Excel BI - Excel Challenge 676

excel-challenges
excel-formulas
🔰 Date Payment Quarter Month Payment Q1 Jan Feb Mar Q2
Published

March 24, 2026

Illustration for Excel BI - Excel Challenge 676

Challenge Description

🔰 Date Payment Quarter Month Payment Q1 Jan Feb Mar Q2

Solutions

library(tidyverse)
library(readxl)

path = "Excel/676 Credit card payment amount.xlsx"
input = read_excel(path, range = "A1:B101")
test  = read_excel(path, range = "E1:G14")

result <- input %>%
  mutate(Date = as.Date(Date)) %>%
  mutate(adjusted_date = ifelse(day(Date) >= 26, Date + days(6), Date) %>% as.Date(origin = "1970-01-01")) %>%
  filter(year(adjusted_date) == 2025) %>%
  mutate(Quarter = paste0("Q", quarter(adjusted_date)),
         Month = month(adjusted_date, label = TRUE, abbr = TRUE, locale = "en")) %>%
  summarise(Payment = sum(Payment, na.rm = TRUE), .by = c("Quarter", "Month")) 

total = result %>%
  summarise(Payment = sum(Payment, na.rm = TRUE)) %>%
  mutate(Quarter = "Total", Month = NA) %>%
  relocate(Quarter, Month, Payment)

result = bind_rows(result, total)
  • Logic: Read the workbook ranges needed for the challenge; Derive the required intermediate columns; Aggregate or rank the data at the required grouping level; Apply the business rule conditions explicitly.
  • Strengths: The code maps the workbook rule into a compact, reproducible pipeline.
  • Areas for Improvement: The solution assumes the workbook layout and selected ranges remain stable, so any structural change in the sheet would require small adjustments.
  • Gem: The elegant part is how little code is needed once the correct intermediate representation is chosen.
import pandas as pd
from pandas.tseries.offsets import DateOffset

path = "676 Credit card payment amount.xlsx"
input_df = pd.read_excel(path, usecols="A:B", nrows=101)
test_df = pd.read_excel(path, usecols="E:G", nrows=14)
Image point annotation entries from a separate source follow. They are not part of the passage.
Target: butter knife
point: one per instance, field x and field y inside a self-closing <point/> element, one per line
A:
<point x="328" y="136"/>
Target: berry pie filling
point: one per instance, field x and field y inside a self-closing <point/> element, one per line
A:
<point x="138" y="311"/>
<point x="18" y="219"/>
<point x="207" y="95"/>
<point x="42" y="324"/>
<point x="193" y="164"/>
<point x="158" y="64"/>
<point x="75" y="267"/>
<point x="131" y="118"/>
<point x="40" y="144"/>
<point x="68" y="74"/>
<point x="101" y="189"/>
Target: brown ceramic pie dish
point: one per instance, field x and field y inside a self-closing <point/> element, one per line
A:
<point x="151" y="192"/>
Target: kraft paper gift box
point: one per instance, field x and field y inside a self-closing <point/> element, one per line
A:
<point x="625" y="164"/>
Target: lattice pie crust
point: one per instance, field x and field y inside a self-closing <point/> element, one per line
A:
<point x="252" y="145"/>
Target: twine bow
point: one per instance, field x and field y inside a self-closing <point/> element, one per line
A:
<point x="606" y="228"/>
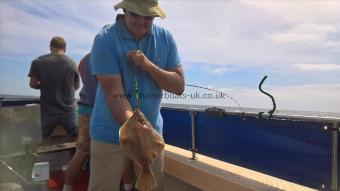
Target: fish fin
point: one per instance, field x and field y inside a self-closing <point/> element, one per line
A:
<point x="146" y="180"/>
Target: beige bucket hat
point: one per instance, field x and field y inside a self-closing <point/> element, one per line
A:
<point x="142" y="7"/>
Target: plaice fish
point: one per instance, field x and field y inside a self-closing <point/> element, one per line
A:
<point x="143" y="144"/>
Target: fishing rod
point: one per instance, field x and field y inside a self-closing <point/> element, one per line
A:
<point x="220" y="92"/>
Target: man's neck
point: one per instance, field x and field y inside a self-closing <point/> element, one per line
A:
<point x="57" y="51"/>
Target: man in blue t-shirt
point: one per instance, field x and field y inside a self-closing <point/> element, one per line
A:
<point x="133" y="48"/>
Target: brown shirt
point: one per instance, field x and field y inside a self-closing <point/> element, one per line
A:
<point x="57" y="74"/>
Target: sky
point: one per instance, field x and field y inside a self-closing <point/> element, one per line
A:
<point x="228" y="46"/>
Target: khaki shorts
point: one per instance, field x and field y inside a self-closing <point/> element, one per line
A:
<point x="83" y="140"/>
<point x="107" y="165"/>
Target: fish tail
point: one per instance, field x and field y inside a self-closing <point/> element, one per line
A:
<point x="146" y="180"/>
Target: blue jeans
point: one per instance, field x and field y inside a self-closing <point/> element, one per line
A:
<point x="50" y="121"/>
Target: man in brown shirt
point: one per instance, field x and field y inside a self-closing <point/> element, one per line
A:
<point x="56" y="76"/>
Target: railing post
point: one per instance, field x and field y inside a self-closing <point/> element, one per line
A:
<point x="335" y="159"/>
<point x="193" y="135"/>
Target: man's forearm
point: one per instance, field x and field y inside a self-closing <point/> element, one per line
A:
<point x="171" y="81"/>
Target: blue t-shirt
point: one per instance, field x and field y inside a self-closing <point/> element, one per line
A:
<point x="108" y="56"/>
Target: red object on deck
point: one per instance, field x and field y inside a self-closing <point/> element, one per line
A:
<point x="57" y="181"/>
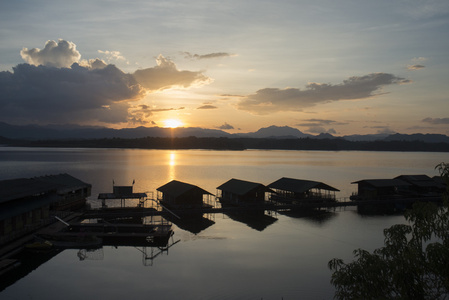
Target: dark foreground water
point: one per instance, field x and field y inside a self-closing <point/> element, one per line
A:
<point x="229" y="257"/>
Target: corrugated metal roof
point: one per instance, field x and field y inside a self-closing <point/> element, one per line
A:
<point x="299" y="185"/>
<point x="384" y="182"/>
<point x="240" y="187"/>
<point x="176" y="188"/>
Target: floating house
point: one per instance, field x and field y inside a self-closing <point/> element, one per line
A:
<point x="177" y="194"/>
<point x="236" y="191"/>
<point x="26" y="204"/>
<point x="123" y="193"/>
<point x="289" y="190"/>
<point x="379" y="189"/>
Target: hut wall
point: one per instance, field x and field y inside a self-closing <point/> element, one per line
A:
<point x="193" y="196"/>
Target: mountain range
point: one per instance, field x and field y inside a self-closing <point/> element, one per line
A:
<point x="57" y="132"/>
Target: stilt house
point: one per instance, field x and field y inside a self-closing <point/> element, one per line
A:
<point x="290" y="190"/>
<point x="236" y="191"/>
<point x="179" y="194"/>
<point x="26" y="204"/>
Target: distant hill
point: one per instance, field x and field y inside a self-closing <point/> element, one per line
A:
<point x="427" y="138"/>
<point x="276" y="132"/>
<point x="53" y="132"/>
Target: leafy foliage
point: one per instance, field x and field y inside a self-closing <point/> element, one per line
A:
<point x="413" y="264"/>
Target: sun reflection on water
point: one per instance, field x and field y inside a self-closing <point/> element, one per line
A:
<point x="172" y="165"/>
input_df['Date'] = pd.to_datetime(input_df['Date'])
input_df['adjusted_date'] = input_df['Date'] + pd.to_timedelta((input_df['Date'].dt.day >= 26) * 6, unit='D')
input_df = input_df[input_df['adjusted_date'].dt.year == 2025]

result = (input_df
          .assign(Quarter="Q" + input_df['adjusted_date'].dt.quarter.astype(str),
                  Month=input_df['adjusted_date'].dt.strftime('%b'),
                  MonthOrder=input_df['adjusted_date'].dt.month)
          .groupby(['Quarter', 'Month', 'MonthOrder'], as_index=False)
          .agg(Payment=('Payment', 'sum'))
          .sort_values(by=['Quarter', 'MonthOrder'])
          .drop(columns=['MonthOrder']))

total = pd.DataFrame([{'Quarter': 'Total', 'Month': None, 'Payment': result['Payment'].sum()}])
result = pd.concat([result, total], ignore_index=True)
print(result)

The Python version follows the same grouped logic and keeps the transformation explicit in a dataframe pipeline.

Difficulty Level

Easy / Medium

The business rule is clear, though the workbook still needs a few transformation steps to reach the expected output.